I had famd init script displayng [!!] at shutdown/reboot or on "/etc/init.d/famd stop". I found that the reason why famd couldn't get stopped, was that it never really got started during boot: although it said "[ok]" on the boot screen and the init-script told it was started, looking at processes with "ps -A" soon after logging-in showed no "famd" process running, and that was why gnome's nautilus didn't "auto-refresh" file-lists. I modified famd's init script (/etc/init.d/famd), removing "--background" from the line that originally stated... [code]start-stop-daemon --start --quiet --exec /usr/sbin/famd --background \[/code] ...and this worked for me.
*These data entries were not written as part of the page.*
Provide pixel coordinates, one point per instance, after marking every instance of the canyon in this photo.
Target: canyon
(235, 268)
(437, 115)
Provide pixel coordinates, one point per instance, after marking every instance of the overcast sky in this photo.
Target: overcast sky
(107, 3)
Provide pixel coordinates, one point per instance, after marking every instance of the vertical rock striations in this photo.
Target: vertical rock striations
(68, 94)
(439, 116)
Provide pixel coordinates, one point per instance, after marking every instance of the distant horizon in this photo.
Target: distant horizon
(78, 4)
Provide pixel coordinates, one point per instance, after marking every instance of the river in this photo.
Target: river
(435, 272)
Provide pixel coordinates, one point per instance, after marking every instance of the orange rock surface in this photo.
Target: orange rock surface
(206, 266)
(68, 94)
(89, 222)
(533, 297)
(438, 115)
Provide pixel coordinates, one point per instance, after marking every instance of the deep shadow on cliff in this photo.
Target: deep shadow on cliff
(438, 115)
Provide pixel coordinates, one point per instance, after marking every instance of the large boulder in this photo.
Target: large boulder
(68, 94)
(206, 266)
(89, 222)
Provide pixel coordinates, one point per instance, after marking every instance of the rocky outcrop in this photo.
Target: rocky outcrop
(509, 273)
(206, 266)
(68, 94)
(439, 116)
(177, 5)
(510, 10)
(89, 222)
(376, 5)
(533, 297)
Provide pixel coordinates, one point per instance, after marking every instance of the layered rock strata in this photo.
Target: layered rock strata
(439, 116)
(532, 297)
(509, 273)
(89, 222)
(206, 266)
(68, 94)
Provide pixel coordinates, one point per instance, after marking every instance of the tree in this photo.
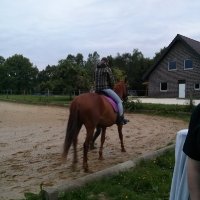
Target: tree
(20, 76)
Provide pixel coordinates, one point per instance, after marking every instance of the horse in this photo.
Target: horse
(92, 110)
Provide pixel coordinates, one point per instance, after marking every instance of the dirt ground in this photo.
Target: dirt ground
(31, 141)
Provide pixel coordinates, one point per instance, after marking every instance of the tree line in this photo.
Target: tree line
(19, 76)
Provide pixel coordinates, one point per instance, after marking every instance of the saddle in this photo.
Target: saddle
(110, 100)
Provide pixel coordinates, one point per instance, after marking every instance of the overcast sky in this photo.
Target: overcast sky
(46, 31)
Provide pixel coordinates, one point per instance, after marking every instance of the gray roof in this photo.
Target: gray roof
(190, 43)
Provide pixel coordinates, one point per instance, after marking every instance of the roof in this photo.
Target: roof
(190, 43)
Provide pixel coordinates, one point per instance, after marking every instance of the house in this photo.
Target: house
(176, 74)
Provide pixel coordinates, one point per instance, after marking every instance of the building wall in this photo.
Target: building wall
(179, 52)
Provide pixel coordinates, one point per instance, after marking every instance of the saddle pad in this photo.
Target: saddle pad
(114, 105)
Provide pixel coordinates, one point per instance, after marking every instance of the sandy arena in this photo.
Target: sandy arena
(32, 139)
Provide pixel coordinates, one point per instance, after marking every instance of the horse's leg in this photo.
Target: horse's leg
(96, 135)
(75, 159)
(121, 137)
(102, 142)
(90, 131)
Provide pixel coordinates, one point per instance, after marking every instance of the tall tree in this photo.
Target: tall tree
(20, 74)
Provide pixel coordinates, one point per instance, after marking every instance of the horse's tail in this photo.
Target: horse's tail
(73, 127)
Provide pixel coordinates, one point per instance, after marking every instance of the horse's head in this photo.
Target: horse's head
(121, 89)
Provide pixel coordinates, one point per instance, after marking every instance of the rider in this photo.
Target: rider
(104, 82)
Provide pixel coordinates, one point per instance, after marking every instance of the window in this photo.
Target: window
(163, 86)
(197, 86)
(188, 64)
(172, 65)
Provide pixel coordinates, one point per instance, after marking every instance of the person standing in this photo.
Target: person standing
(104, 82)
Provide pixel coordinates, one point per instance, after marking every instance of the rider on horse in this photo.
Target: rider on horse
(104, 82)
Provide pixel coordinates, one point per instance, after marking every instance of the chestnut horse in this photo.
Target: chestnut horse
(92, 110)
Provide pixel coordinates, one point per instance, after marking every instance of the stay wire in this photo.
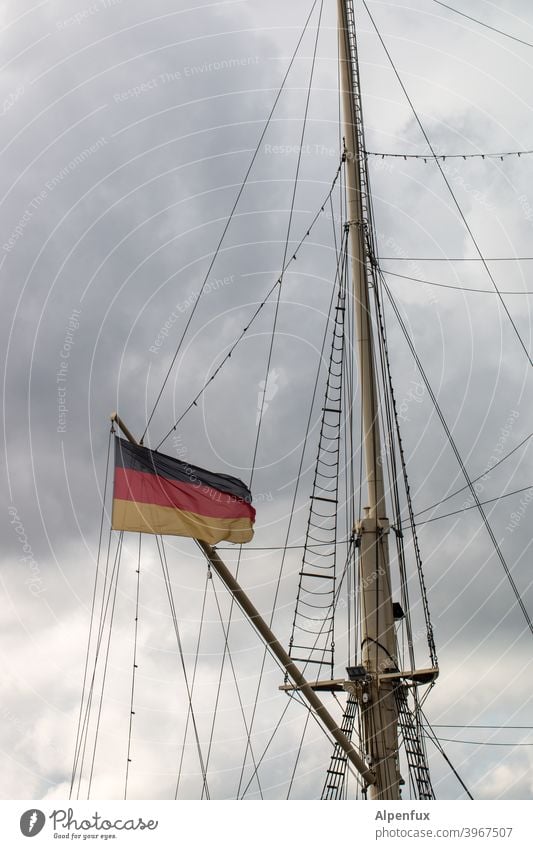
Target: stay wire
(170, 594)
(474, 480)
(435, 740)
(104, 673)
(237, 688)
(80, 757)
(93, 605)
(272, 340)
(473, 506)
(134, 668)
(457, 454)
(450, 189)
(230, 217)
(444, 156)
(449, 286)
(483, 24)
(292, 259)
(196, 656)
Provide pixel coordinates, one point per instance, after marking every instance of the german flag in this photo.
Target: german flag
(157, 494)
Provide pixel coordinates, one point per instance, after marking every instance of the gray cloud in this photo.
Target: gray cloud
(127, 132)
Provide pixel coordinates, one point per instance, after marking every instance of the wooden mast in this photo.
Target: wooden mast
(376, 697)
(274, 645)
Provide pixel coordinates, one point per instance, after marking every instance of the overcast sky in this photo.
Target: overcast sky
(127, 130)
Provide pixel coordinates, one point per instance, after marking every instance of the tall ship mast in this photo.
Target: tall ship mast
(360, 562)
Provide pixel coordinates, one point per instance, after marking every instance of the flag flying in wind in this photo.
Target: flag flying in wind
(156, 494)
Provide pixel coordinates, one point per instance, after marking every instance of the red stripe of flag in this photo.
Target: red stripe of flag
(148, 488)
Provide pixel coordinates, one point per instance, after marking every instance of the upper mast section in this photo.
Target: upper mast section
(375, 692)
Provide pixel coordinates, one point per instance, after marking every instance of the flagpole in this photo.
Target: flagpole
(274, 645)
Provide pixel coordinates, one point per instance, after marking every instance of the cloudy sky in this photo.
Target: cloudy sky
(127, 130)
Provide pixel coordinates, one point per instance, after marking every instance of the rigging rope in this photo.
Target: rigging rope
(106, 663)
(432, 157)
(475, 480)
(483, 24)
(229, 219)
(134, 668)
(79, 759)
(91, 620)
(196, 656)
(448, 184)
(170, 594)
(449, 286)
(472, 506)
(248, 729)
(292, 259)
(455, 450)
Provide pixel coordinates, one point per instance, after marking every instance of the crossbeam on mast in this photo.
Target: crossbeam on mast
(274, 645)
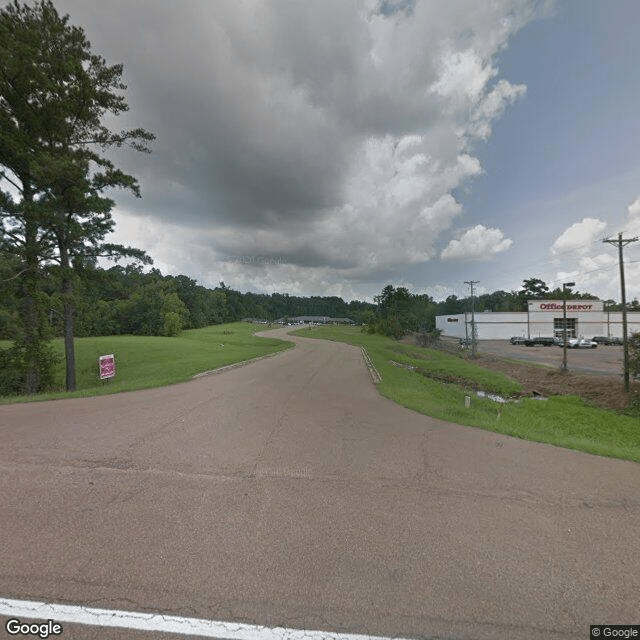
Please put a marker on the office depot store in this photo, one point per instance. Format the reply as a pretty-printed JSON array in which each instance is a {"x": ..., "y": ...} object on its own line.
[{"x": 585, "y": 318}]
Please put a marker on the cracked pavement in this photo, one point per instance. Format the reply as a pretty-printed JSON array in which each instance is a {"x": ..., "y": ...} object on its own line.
[{"x": 289, "y": 493}]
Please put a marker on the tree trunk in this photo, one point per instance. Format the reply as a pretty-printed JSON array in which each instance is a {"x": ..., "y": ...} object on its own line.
[
  {"x": 32, "y": 338},
  {"x": 69, "y": 315}
]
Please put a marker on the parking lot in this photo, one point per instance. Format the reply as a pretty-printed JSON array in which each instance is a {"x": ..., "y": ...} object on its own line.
[{"x": 603, "y": 359}]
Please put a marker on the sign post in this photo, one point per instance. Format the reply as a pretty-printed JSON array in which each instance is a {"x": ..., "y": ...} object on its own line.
[{"x": 107, "y": 366}]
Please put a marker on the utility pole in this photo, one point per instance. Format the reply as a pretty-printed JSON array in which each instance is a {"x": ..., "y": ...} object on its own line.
[
  {"x": 621, "y": 242},
  {"x": 564, "y": 323},
  {"x": 473, "y": 318}
]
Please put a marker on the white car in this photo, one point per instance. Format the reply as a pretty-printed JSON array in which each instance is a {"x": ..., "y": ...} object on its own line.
[{"x": 581, "y": 343}]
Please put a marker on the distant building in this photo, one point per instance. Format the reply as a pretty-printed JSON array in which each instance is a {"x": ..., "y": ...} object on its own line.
[
  {"x": 585, "y": 318},
  {"x": 316, "y": 320}
]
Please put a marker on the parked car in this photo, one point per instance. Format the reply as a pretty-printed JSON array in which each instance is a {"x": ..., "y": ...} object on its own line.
[
  {"x": 541, "y": 340},
  {"x": 607, "y": 340},
  {"x": 581, "y": 343}
]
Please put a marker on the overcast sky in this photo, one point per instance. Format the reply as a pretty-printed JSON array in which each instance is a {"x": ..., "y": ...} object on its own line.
[{"x": 331, "y": 147}]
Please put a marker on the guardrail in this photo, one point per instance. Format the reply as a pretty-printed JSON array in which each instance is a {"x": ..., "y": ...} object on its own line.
[{"x": 375, "y": 376}]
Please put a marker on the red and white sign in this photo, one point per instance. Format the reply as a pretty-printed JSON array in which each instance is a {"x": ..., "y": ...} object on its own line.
[
  {"x": 107, "y": 365},
  {"x": 572, "y": 305}
]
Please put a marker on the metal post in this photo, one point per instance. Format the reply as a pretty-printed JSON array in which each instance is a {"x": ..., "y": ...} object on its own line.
[
  {"x": 473, "y": 319},
  {"x": 625, "y": 345},
  {"x": 564, "y": 323}
]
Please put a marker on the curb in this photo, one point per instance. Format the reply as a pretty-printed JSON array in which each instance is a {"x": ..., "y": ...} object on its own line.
[{"x": 235, "y": 365}]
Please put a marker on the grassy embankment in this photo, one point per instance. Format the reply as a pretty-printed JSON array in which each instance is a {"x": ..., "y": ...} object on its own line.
[
  {"x": 143, "y": 362},
  {"x": 565, "y": 421}
]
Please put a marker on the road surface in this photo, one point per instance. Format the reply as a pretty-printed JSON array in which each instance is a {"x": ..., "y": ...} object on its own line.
[{"x": 290, "y": 493}]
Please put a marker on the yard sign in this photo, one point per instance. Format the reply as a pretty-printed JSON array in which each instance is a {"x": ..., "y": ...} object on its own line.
[{"x": 107, "y": 366}]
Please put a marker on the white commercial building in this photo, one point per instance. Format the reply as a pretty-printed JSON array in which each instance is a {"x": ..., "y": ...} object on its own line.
[{"x": 585, "y": 318}]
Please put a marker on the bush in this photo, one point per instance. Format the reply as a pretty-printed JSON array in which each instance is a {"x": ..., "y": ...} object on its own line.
[
  {"x": 172, "y": 324},
  {"x": 14, "y": 369}
]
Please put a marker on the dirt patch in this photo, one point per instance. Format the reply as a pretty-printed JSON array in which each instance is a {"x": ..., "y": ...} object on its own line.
[{"x": 606, "y": 391}]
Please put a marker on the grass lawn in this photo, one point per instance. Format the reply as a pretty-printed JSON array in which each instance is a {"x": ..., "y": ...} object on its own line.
[
  {"x": 149, "y": 361},
  {"x": 565, "y": 421}
]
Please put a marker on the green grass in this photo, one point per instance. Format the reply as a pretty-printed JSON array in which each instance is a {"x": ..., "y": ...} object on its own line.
[
  {"x": 143, "y": 362},
  {"x": 565, "y": 421}
]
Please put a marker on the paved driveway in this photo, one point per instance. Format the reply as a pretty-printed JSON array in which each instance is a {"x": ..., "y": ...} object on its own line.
[{"x": 289, "y": 493}]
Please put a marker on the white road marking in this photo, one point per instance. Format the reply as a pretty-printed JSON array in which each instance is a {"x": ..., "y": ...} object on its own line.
[{"x": 158, "y": 622}]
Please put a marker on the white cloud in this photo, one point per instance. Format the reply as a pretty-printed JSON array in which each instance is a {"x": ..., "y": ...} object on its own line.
[
  {"x": 478, "y": 243},
  {"x": 328, "y": 137},
  {"x": 579, "y": 237},
  {"x": 634, "y": 208}
]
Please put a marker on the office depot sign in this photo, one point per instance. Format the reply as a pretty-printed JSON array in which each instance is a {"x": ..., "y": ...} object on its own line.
[{"x": 572, "y": 305}]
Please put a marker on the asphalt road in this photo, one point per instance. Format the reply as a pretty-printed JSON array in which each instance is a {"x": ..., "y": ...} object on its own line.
[{"x": 290, "y": 493}]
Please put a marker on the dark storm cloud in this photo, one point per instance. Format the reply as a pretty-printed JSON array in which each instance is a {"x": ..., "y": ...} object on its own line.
[{"x": 327, "y": 136}]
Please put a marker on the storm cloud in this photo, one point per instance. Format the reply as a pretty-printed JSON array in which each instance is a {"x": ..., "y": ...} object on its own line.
[{"x": 327, "y": 138}]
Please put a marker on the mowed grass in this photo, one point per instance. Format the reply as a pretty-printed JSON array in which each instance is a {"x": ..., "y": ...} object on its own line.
[
  {"x": 565, "y": 421},
  {"x": 143, "y": 362}
]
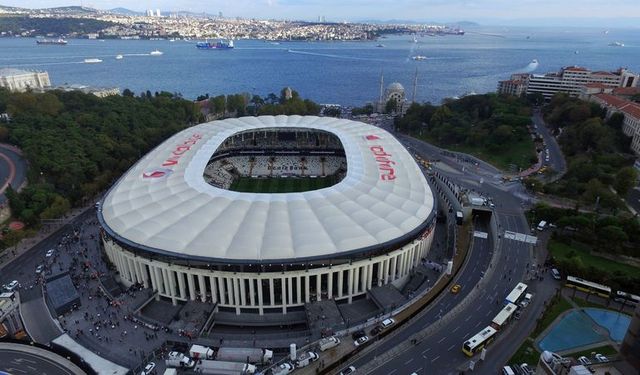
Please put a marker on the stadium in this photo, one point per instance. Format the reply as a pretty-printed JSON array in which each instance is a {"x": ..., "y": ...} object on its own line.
[{"x": 265, "y": 214}]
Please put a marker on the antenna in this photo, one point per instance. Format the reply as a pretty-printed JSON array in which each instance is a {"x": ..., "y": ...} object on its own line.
[{"x": 415, "y": 86}]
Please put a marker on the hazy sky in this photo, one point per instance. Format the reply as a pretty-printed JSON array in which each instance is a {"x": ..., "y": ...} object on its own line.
[{"x": 578, "y": 12}]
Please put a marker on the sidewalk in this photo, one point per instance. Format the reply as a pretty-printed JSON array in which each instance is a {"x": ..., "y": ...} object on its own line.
[{"x": 10, "y": 254}]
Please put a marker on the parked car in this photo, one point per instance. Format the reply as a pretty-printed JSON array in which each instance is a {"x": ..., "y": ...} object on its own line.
[
  {"x": 357, "y": 334},
  {"x": 148, "y": 369},
  {"x": 349, "y": 370},
  {"x": 361, "y": 340},
  {"x": 601, "y": 358},
  {"x": 584, "y": 361}
]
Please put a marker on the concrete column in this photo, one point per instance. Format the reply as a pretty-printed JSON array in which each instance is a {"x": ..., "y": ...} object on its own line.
[
  {"x": 221, "y": 287},
  {"x": 307, "y": 296},
  {"x": 192, "y": 286},
  {"x": 299, "y": 289},
  {"x": 283, "y": 290},
  {"x": 181, "y": 286},
  {"x": 214, "y": 289},
  {"x": 350, "y": 284},
  {"x": 272, "y": 294},
  {"x": 203, "y": 288},
  {"x": 252, "y": 297},
  {"x": 236, "y": 293},
  {"x": 260, "y": 300},
  {"x": 319, "y": 286},
  {"x": 230, "y": 292},
  {"x": 330, "y": 285}
]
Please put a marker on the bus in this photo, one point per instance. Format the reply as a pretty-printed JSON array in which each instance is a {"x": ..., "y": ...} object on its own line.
[
  {"x": 504, "y": 316},
  {"x": 479, "y": 341},
  {"x": 588, "y": 286},
  {"x": 626, "y": 298},
  {"x": 516, "y": 294}
]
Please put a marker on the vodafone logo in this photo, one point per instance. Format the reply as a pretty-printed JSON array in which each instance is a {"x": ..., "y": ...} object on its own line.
[{"x": 157, "y": 173}]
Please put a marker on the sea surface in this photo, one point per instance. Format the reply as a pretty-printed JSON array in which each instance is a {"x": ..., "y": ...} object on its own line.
[{"x": 345, "y": 73}]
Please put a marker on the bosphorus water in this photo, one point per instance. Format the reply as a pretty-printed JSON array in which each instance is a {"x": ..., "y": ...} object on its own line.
[{"x": 346, "y": 73}]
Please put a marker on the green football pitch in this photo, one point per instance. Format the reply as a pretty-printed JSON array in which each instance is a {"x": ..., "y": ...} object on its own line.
[{"x": 280, "y": 184}]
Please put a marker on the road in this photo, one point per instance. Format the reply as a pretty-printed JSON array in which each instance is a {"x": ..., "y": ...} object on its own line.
[
  {"x": 556, "y": 159},
  {"x": 440, "y": 353},
  {"x": 13, "y": 170}
]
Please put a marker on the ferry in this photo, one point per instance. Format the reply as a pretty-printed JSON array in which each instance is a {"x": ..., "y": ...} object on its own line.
[
  {"x": 60, "y": 42},
  {"x": 219, "y": 45}
]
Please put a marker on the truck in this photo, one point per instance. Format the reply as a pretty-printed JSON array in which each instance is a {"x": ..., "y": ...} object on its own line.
[
  {"x": 201, "y": 352},
  {"x": 542, "y": 225},
  {"x": 328, "y": 343},
  {"x": 224, "y": 368},
  {"x": 177, "y": 359},
  {"x": 306, "y": 358},
  {"x": 248, "y": 355},
  {"x": 477, "y": 201}
]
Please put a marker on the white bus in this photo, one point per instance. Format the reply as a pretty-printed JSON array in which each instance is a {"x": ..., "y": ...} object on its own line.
[
  {"x": 588, "y": 286},
  {"x": 504, "y": 316},
  {"x": 626, "y": 298},
  {"x": 516, "y": 294},
  {"x": 479, "y": 341}
]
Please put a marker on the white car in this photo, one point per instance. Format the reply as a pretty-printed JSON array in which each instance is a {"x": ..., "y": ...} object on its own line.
[
  {"x": 12, "y": 285},
  {"x": 361, "y": 340},
  {"x": 148, "y": 369},
  {"x": 348, "y": 370}
]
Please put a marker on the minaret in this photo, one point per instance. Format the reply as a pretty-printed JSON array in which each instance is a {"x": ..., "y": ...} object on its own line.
[
  {"x": 415, "y": 86},
  {"x": 381, "y": 88}
]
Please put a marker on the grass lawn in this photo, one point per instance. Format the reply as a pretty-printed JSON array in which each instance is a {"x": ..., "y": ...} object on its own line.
[
  {"x": 281, "y": 185},
  {"x": 606, "y": 350},
  {"x": 518, "y": 153},
  {"x": 557, "y": 307},
  {"x": 527, "y": 353},
  {"x": 561, "y": 250}
]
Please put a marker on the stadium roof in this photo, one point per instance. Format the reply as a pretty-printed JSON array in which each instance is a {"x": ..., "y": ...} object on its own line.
[{"x": 164, "y": 205}]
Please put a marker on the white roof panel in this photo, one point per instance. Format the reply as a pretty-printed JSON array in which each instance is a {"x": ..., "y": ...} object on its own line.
[{"x": 164, "y": 204}]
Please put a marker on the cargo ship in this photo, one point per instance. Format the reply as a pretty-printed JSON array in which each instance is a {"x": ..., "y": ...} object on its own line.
[
  {"x": 60, "y": 41},
  {"x": 219, "y": 45}
]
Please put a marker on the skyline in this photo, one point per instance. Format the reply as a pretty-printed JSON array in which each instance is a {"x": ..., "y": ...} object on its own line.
[{"x": 573, "y": 13}]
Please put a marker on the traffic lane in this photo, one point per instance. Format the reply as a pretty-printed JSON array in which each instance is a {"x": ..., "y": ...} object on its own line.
[
  {"x": 19, "y": 362},
  {"x": 478, "y": 256}
]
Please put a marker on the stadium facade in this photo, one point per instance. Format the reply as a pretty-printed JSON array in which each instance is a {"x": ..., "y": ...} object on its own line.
[{"x": 174, "y": 223}]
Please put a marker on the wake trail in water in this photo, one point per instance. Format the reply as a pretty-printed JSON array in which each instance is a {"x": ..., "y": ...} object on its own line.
[{"x": 344, "y": 57}]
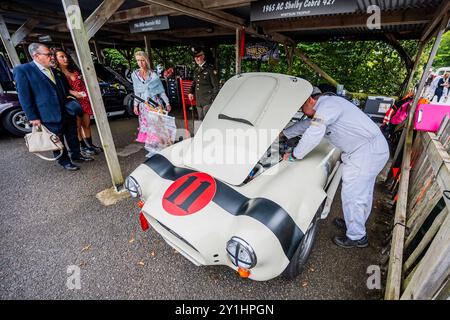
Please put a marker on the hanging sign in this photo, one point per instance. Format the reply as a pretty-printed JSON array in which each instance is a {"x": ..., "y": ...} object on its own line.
[
  {"x": 150, "y": 24},
  {"x": 270, "y": 9},
  {"x": 261, "y": 51}
]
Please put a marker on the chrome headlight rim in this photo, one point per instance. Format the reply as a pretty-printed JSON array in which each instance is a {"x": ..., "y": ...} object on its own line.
[
  {"x": 133, "y": 187},
  {"x": 234, "y": 256}
]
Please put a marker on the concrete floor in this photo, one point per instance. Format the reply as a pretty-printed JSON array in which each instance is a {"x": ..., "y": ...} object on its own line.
[{"x": 50, "y": 219}]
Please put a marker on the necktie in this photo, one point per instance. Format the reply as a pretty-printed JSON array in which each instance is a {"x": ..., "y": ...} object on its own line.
[{"x": 50, "y": 75}]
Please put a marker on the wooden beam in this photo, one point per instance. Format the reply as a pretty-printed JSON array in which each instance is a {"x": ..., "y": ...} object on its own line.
[
  {"x": 220, "y": 14},
  {"x": 32, "y": 12},
  {"x": 440, "y": 14},
  {"x": 194, "y": 12},
  {"x": 394, "y": 277},
  {"x": 80, "y": 41},
  {"x": 394, "y": 18},
  {"x": 7, "y": 43},
  {"x": 23, "y": 31},
  {"x": 141, "y": 13},
  {"x": 153, "y": 10},
  {"x": 98, "y": 18},
  {"x": 315, "y": 67}
]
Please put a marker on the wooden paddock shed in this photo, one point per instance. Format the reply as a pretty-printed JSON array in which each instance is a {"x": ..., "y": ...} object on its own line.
[{"x": 97, "y": 24}]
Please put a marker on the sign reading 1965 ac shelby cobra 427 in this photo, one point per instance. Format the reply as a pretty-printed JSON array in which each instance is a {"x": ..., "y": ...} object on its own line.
[{"x": 225, "y": 197}]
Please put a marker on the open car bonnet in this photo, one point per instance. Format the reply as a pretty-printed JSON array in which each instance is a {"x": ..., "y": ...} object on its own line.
[{"x": 244, "y": 120}]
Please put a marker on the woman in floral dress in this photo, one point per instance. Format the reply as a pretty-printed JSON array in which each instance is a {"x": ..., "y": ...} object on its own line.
[
  {"x": 78, "y": 90},
  {"x": 146, "y": 84}
]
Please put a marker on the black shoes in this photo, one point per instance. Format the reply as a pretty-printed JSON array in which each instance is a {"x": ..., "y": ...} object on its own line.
[
  {"x": 91, "y": 146},
  {"x": 344, "y": 242},
  {"x": 71, "y": 167},
  {"x": 82, "y": 158},
  {"x": 340, "y": 223},
  {"x": 86, "y": 149}
]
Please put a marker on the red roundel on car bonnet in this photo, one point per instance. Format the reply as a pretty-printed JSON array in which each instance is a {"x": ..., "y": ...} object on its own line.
[{"x": 189, "y": 194}]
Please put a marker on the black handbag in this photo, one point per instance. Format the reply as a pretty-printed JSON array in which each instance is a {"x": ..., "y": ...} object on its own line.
[{"x": 73, "y": 107}]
However, I don't know why... :) ... : "--background" is a start-stop-daemon's option to force to background those programs which don't have this option of their own; although famd doesn't seem to need to be called with the "--background" option (since it goes background by default, unless you start it with "-f" option), "--background" could be "redundant", not fatal; *and* when famd gets called *manually* (ie after logging-in) via start-stop-daemon *with* the "--background" option, it starts no problem. The "--background" option seems to "break it" only when the init script is called automatically during boot... don't know why. Reproducible: Always Steps to Reproduce: 1."rc-update add famd default" 2.reboot 3.try "ps -A|grep famd" and "/etc/init.d/famd stop" Actual Results: I got no output from "ps -A|grep famd" :) and "/etc/init.d/famd stop" gave "[!!]" Expected Results: "ps -A|grep famd" should have returned something like "5650 ? 00:00:00 famd" and "/etc/init.d/famd stop" should have said it was all [Ok] :)
*** Bug 64030 has been marked as a duplicate of this bug. ***
looks like there's some merit in this suggestion, there's no need for --background since famd does switch into the background unlike the old fam.
I also have the same problem. I tried removing the --background and that seemed to stop my famd from dying. I noticed it dies when I access nfs shares from a remote machine otherwise. -- I only did some minor tests, so I dont know if removing --background really prevents it -- definitely doesnt hurt though. This seems quite a blocker really. Everytime famd dies, I get flooded with "famd[10233]: connect: Connection refused" in /var/log/messages and its just a pain in the ass :)
removed --background from the init script, think it was a left-over from older times.
famd died after this afternoon again :( -- I guess this is unrelated, but any pointers of how to track issue would be nice.